Alexandre de Moraes, ministro do Supremo Tribunal Federal (STF) não só será impedido de entrar em solo norte-americano como também sofrerá diversas sanções econômicas. É o que aponta o documento emitido pelo Escritório de Controle de Ativos Estrangeiros do Tesouro dos Estados Unidos.
“Como resultado da ação de hoje, todos os bens e interesses em bens da pessoa designada ou bloqueada descrita acima que estejam nos Estados Unidos ou em posse ou controle de cidadãos norte-americanos estão bloqueados e devem ser reportados ao OFAC”, cita o órgão. “Além disso, quaisquer entidades que sejam de propriedade, direta ou indiretamente, individual ou coletivamente, em 50% ou mais, de uma ou mais pessoas bloqueadas também estão bloqueadas.”
“Violações de sanções dos EUA podem resultar na imposição de penalidades civis ou criminais”, destacou o Tesouro americano, que também acrescenta a possibilidade de sanções a instituições financeiras e outras pessoas que se envolverem em transações ou atividades com Moraes. “As proibições incluem a realização de qualquer contribuição ou fornecimento de fundos, bens ou serviços por, para ou em benefício de qualquer pessoa designada ou bloqueada, ou o recebimento de qualquer contribuição ou fornecimento de fundos, bens ou serviços de qualquer pessoa.”
A pressão para a aplicação da Lei Magnitsky veio por parte de empresas de mídia norte-americanas que processam Moraes pelo bloqueio de perfis nas redes sociais –o que caracterizam como censura e violação de Direitos Humanos. Além disso, enquadrar o ministro neste dispositivo tem sido o principal apelo de bolsonaristas a Trump.
Criada em 2017, a Lei Magnitsky permite que os Estados Unidos imponham uma série de sanções a acusados de grave corrupção ou violações de Direitos Humanos. E no que diz respeito ao direito internacional, seriam necessárias provas concretas e documentadas de grave violação –como tortura, detenção arbitrária, desaparecimento forçado de pessoas–, crimes contra a humanidade ou corrupção sistemática com implicação internacional.
O governo norte-americano acusou Moraes de “caça às bruxas” e de “censura”. “Hoje, o Escritório de Controle de Ativos Estrangeiros (OFAC) do Departamento do Tesouro dos EUA está sancionando o ministro Alexandre de Moraes (de Moraes), do Supremo Tribunal Federal (STF), que usou seu cargo para autorizar detenções arbitrárias preventivas e suprimir a liberdade de expressão”, afirma o comunicado.
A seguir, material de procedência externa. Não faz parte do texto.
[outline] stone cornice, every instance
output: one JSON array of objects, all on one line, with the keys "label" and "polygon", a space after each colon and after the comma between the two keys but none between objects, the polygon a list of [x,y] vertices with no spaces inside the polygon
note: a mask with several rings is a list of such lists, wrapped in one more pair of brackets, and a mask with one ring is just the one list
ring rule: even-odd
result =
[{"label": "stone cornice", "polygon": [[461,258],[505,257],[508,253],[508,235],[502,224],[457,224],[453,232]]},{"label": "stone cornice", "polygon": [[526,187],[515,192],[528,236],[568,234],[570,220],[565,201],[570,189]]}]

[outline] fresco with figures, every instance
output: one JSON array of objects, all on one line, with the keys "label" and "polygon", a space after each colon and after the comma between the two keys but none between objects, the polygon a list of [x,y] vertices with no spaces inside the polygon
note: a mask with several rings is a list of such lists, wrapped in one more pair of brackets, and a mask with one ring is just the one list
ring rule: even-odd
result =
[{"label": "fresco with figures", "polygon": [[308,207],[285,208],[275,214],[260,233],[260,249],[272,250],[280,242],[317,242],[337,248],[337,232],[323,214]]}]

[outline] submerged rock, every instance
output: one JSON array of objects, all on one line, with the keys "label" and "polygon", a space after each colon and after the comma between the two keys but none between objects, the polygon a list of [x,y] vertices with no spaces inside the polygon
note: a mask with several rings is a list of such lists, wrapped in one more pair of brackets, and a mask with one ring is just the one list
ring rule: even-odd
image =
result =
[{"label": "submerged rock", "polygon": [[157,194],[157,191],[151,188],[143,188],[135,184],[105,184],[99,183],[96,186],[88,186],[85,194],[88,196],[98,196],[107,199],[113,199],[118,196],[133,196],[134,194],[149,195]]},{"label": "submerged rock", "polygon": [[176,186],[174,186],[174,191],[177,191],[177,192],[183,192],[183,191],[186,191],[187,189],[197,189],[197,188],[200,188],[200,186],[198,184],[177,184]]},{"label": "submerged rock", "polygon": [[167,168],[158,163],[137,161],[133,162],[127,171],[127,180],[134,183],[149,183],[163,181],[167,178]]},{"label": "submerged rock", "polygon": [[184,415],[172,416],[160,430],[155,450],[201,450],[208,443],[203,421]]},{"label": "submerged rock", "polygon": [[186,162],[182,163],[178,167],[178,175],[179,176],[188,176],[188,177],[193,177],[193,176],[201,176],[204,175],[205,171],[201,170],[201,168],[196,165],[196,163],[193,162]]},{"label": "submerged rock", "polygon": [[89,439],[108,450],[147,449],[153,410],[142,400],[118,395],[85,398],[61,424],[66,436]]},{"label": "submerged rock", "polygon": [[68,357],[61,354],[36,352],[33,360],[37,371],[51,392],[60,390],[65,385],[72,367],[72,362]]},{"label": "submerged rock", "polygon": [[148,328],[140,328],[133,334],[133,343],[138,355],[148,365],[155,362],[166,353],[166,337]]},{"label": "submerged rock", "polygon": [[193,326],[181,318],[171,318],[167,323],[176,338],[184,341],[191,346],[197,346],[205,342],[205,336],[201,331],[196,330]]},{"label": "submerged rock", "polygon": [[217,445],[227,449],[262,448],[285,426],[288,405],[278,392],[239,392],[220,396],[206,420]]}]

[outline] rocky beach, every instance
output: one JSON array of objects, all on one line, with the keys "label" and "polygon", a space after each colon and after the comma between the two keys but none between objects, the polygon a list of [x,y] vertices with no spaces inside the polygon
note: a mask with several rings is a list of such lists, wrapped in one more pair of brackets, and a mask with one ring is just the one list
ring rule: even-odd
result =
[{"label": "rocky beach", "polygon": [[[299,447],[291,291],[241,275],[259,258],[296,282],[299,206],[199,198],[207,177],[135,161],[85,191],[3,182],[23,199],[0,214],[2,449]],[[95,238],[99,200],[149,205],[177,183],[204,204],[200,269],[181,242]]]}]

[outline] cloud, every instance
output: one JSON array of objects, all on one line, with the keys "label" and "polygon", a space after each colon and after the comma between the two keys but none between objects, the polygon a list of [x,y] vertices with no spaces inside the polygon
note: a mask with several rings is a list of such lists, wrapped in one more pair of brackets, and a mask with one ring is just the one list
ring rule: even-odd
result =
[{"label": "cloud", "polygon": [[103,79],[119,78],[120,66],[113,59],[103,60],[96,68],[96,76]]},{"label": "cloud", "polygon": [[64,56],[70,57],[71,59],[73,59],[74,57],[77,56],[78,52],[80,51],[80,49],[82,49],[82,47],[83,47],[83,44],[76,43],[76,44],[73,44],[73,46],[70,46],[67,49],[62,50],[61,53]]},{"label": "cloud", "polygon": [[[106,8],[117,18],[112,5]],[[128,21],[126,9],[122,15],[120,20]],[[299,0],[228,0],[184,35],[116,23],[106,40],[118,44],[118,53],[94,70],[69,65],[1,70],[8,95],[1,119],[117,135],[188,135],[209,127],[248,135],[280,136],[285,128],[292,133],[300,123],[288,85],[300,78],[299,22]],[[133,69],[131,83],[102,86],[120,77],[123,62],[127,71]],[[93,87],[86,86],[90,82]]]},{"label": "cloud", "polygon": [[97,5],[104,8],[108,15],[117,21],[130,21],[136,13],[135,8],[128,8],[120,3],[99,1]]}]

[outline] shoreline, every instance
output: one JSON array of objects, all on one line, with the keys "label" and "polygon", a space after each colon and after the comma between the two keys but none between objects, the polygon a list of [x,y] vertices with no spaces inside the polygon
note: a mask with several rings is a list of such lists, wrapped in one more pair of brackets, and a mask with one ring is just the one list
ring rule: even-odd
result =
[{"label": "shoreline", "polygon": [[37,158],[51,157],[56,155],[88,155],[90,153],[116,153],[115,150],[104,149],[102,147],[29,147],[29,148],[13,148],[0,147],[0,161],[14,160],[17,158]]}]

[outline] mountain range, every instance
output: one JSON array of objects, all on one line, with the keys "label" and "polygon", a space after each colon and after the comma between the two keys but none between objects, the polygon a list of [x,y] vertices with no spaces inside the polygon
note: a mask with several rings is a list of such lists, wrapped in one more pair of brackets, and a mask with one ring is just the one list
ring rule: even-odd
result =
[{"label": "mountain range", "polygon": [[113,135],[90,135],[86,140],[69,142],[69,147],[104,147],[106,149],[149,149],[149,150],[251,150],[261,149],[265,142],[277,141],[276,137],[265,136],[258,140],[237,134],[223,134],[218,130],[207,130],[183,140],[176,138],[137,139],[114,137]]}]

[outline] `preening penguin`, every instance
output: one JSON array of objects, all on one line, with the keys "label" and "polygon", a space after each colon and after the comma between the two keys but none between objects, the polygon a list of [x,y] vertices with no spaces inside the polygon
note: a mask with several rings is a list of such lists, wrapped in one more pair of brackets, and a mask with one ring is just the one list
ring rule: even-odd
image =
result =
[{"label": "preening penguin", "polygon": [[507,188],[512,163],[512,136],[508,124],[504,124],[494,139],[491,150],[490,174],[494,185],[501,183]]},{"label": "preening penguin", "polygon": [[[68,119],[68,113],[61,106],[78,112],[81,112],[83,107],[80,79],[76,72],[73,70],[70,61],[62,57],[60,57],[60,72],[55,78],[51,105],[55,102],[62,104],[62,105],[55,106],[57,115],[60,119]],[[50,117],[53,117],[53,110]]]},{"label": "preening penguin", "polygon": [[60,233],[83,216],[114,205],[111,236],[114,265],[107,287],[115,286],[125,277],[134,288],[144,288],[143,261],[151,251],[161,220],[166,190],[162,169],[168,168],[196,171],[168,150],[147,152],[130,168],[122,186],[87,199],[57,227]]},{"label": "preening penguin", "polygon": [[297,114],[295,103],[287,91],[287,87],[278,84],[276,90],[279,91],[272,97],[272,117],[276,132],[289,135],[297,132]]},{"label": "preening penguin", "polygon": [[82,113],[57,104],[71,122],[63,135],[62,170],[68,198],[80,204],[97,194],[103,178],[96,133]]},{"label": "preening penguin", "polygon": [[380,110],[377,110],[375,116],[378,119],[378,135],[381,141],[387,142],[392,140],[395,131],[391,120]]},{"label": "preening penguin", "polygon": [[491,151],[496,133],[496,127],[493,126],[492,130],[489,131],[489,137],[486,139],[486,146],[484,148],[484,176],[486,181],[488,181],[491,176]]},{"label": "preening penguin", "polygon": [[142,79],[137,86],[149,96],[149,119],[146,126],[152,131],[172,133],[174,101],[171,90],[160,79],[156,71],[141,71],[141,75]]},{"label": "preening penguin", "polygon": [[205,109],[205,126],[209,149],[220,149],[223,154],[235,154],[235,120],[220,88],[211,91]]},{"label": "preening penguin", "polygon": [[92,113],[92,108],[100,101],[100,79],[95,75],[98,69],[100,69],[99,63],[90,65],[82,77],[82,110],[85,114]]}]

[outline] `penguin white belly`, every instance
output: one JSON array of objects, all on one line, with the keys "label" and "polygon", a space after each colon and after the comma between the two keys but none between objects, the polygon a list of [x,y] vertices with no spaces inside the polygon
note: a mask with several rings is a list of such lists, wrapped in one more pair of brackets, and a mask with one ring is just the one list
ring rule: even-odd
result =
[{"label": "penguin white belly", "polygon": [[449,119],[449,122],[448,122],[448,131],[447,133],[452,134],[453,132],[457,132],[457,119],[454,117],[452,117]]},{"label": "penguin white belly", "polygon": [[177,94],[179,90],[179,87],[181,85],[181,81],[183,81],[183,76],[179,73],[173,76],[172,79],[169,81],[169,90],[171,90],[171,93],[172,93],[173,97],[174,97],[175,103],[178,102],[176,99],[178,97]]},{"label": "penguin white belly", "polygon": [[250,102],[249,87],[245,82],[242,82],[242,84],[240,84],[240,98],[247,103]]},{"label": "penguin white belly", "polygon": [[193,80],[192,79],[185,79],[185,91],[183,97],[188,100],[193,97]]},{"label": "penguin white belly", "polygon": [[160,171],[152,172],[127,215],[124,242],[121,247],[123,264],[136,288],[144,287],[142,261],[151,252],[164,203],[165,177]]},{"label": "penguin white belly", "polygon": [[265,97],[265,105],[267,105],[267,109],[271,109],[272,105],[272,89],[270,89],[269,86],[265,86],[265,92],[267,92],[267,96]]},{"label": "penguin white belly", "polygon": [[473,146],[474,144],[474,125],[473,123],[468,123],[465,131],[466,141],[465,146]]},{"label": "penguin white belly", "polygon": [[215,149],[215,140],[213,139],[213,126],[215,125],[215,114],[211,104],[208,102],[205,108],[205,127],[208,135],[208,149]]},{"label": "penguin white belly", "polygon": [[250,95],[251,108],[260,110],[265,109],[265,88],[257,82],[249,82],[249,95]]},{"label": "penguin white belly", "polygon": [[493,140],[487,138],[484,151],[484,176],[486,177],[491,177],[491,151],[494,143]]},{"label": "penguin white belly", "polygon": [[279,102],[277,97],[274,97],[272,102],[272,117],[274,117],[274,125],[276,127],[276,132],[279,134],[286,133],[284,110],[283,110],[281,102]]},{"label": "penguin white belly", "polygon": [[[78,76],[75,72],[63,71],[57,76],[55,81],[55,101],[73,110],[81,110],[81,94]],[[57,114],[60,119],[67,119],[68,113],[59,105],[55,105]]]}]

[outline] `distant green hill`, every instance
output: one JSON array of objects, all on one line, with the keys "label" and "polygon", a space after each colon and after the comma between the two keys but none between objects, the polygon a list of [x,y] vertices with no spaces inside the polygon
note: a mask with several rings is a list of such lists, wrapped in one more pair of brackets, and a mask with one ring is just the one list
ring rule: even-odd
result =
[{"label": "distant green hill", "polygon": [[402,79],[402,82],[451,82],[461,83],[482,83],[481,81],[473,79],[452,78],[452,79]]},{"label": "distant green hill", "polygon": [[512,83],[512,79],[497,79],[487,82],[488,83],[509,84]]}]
“Alexandre de Moraes assumiu a responsabilidade de ser juiz e júri em uma caça às bruxas ilegal contra cidadãos e empresas americanas e brasileiras”, disse o Secretário do Tesouro, Scott Bessent. “Moraes é responsável por uma campanha opressiva de censura, detenções arbitrárias que violam os direitos humanos e processos politizados — inclusive contra o ex-presidente Jair Bolsonaro. A ação de hoje deixa claro que o Tesouro continuará a responsabilizar aqueles que ameaçam os interesses dos EUA e as liberdades de nossos cidadãos.”
Reversão
Por ser uma ação do próprio governo dos Estados Unidos, não há um meio formal, na perspectiva jurídica. O que pode ser feito, teoricamente, é contratar advogados para tentar reverter ou mitigar as sanções via Departamento de Estado – que é o departamento executivo do governo federal dos EUA responsável pela política externa do país.
Além de poder enquadrar a ação como uma afronta à soberania do Brasil, o País também teria margem para acusar os EUA de interferência em gerência no ambiente externo de outros estados, “o que é totalmente proibido no Direito Internacional Econômico”.
Portanto, segundo o governo norte-americano, todos os eventuais bens de Alexandre de Moraes nos EUA estão bloqueados, assim como qualquer empresa que esteja ligada a ele. O ministro também não pode realizar transações com cidadãos e empresas dos EUA — usando cartões de crédito de bandeira estadunidense, por exemplo.